Ne segue che i diritti umani, intesi per decenni come diritti della 'persona' in chiave univoca e non problematica, oggi si trovano al centro di battaglie ideologiche inquietanti, caratterizzate da asprezze inusitate (come quelle che rivendicano il suicidio come un diritto umano fondamentale, quelle che postulano la necessaria assimilazione dei diritti umani ai diritti degli animali e ai diritti dei cyborg o quelle, infine, che stanno dilaniando il 'pensiero femminile', lacerato tra coloro che ritengono la surrogazione di maternità un diritto delle donne e coloro invece che la condannano 'senza se e senza ma'). Si tratta di battaglie faticose e logoranti, destinate a restare aperte, fino a quando verranno combattute utilizzando categorie linguistiche e concettuali ormai inadeguate.

Di qui, per i cattolici, l’urgenza di elaborare la consapevolezza che quello del personalismo è un paradigma al tramonto, nato nell’epoca moderna e come tanti altri paradigmi moderni ormai consunto. È ormai urgente abbandonarlo, come aveva profeticamente ed energicamente esortato a fare Sergio Cotta, già diversi decenni fa, restando però malinconicamente inascoltat. È ormai urgente un nuovo impegno teoretico da parte di tutti coloro che trovano nel messaggio evangelico una fonte di sapienza umana, oltre che di sovrumana speranza.

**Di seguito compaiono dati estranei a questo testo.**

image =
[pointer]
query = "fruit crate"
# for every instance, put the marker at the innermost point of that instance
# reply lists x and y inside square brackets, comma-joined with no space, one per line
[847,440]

Dobbiamo cessare di parlare delle 'persone' e tornare a parlare semplicemente di esseri umani, di uomini e donne, di fratelli e sorelle che sono tali non perché si attribuiscono la qualità di 'persone', ma perché riconoscono la loro comune identità di figli e figlie di Dio. Un discorso incredibilmente semplice, centrato su fraternità e sororità. Semplice eppure destinato a suonare, al mondo d’oggi, scandaloso. Ma oportet ut scandala eveniant, diceva san Paolo; bisogna pure scandalizzare il mondo. È il compito dei cristiani.